Decided on September 14, 2004
Supreme Court, Kings County

In the Matter of the Application of D. G., Petitioner, For the Appointment of a Guardian of Personal needs and Property Management of G.G., An Person Alleged to be Incapacitated


John M. Leventhal, J.

In this proceeding brought pursuant to Article 81 of the Mental Hygiene Law petitioner's counsel sought discharge of the Court Evaluator and thereafter petitioner sought to discharge her counsel. This decision explains the Court's rulings on these applications.

In December of 2003, the Alleged Incapacitated Person, (hereinafter "AIP"), age 56, suffered a major stroke. The half sister of the AIP, the petitioner herein, was appointed temporary guardian pending the hearing. Petitioner also sought to be appointed permanent guardian. In her petition for appointment of a guardian neither petitioner nor her counsel revealed that there was a potential medical malpractice action or that a Notice of Claim against the New York City Health and Hospitals Corporation had in fact been filed [FN1].

In her report investigating the appointment of a guardian for the AIP , the Court Evaluator, pursuant to her duties under Article 81 of the Mental Hygiene Law, observed the AIP, the aunt and cousin of the AIP, and spoke with another half sister of the AIP. The Court Evaluator, spoke to the petitioner and proposed guardian, on several occasions, in addition to meeting with her once at the Center for Nursing and Rehabilitation in Brooklyn, where the AIP currently resides.
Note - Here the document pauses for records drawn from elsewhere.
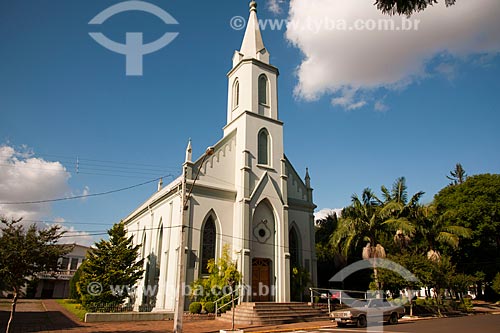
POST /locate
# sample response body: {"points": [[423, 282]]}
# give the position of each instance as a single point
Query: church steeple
{"points": [[252, 80], [252, 45]]}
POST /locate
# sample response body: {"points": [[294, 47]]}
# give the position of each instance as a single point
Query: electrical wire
{"points": [[85, 195]]}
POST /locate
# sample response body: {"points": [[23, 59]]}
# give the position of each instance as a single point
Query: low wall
{"points": [[93, 317]]}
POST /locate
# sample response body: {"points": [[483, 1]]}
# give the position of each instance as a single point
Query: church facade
{"points": [[242, 193]]}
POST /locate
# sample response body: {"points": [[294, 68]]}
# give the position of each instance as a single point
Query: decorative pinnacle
{"points": [[253, 6]]}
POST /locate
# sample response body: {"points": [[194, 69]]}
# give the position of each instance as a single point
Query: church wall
{"points": [[219, 168], [301, 220], [223, 211], [161, 276]]}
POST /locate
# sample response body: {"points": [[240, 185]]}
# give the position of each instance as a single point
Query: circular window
{"points": [[261, 232]]}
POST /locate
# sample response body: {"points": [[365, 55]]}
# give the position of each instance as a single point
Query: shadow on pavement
{"points": [[36, 321]]}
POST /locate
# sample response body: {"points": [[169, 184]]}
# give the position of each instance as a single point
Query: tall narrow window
{"points": [[263, 98], [236, 94], [293, 241], [208, 244], [263, 146]]}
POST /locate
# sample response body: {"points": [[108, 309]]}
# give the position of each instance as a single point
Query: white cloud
{"points": [[380, 106], [323, 213], [350, 64], [28, 178], [274, 6]]}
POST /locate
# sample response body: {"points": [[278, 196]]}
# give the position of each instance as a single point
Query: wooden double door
{"points": [[261, 280]]}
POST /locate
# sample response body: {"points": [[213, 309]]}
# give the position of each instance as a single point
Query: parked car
{"points": [[362, 311]]}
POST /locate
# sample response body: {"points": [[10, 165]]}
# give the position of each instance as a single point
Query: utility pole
{"points": [[181, 273]]}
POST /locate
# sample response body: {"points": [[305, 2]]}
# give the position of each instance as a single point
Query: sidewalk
{"points": [[49, 316]]}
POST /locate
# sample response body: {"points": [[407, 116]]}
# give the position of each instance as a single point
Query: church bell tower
{"points": [[252, 81]]}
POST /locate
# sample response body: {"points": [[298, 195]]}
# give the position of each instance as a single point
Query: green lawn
{"points": [[73, 307]]}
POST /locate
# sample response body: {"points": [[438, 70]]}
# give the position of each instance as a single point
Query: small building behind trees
{"points": [[56, 284]]}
In attendance at this meeting was an occupational therapist and the AIP's aunt. In her report, the Court Evaluator raised several cautions and concerns regarding the appointment of petitioner as guardian.

In court proceedings on August 4, 2004, counsel for the proposed guardian, made an application to the court to strike the Court Evaluator's report, and for the Court Evaluator to recuse herself or for an order for her removal from the case, due to the fact that the Court Evaluator met with petitioner and observed her without counsel being present. The court denied petitioner counsel's application for the following reasons and notes the irony of counsel's application against the backdrop of his law firm's actions regarding the potential and real conflicts of interest in the representation of the petitioner herein.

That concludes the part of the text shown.